Misalnya, di Kabupaten Sidoarjo, telah tumbuh sekitar 82 sentra industri rakyat dan 11 kampung usaha. Hal tersebut tentulah menunjukkan kepada kita, betapa tingginya partisipasi masyarakat, yang secara bersama-sama bekerja untuk menggerakkan roda perekonomian wilayah mereka. Dengan adanya 154.891 unit usaha mikro, itu merupakan realitas bahwa aktivitas ekonomi di sana, benar-benar berada di tangan rakyat. Manfaat putaran ekonomi tersebut, langsung dirasakan masyarakat setempat.
Tidak akan mungkin kerja rakyat dan usaha rakyat tersebut bisa tumbuh demikian pesat, bila tidak didukung oleh kebijakan pemerintah daerah yang kondusif. Juga, tidak akan mungkin tingkat partisipasi rakyat sampai sedemikian tinggi, bila tidak disertai oleh interaksi yang positif antara seluruh elemen di kabupaten tersebut.
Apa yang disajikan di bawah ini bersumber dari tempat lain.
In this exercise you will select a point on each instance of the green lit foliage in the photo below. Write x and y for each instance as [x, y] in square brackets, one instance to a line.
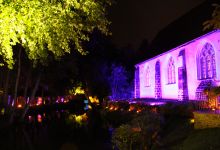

Jenis usaha yang dilakukan masyarakat Sidoarjo, sesungguhnya adalah jenis aktivitas ekonomi yang juga ada di tempat lain. Misalnya, usaha jajanan, batik, bebek, kerupuk, pot, jamur, dan sebagainya.
Bedanya, masyarakat Sidoarjo melakukannya secara bersama-sama, hingga usaha rakyat tersebut, menjelma menjadi kekuatan ekonomi kerakyatan. Karena aktivitas beragam usaha itu berlangsung dalam satu kabupaten, maka tidak terlalu sulit untuk menata lalu-lintas logistik bahan baku dan hasil produksi. Juga, relatif tidak terlalu sulit untuk mengelola aktivitas pemasaran berbagai produk rakyat tersebut. Karena itulah, Kabupaten Sidoarjo, pada tahun 2014, meraih Satyalencana Pembangunan Bidang Koperasi dan UKM serta Bhakti Koperasi dan UKM. Penghargaan Tingkat Nasional tersebut diserahkan langsung oleh Menteri Koperasi dan UKM, Syarief Hasan, pada Selasa, 15 Juli 2014, di Medan, Sumatera Utara[3].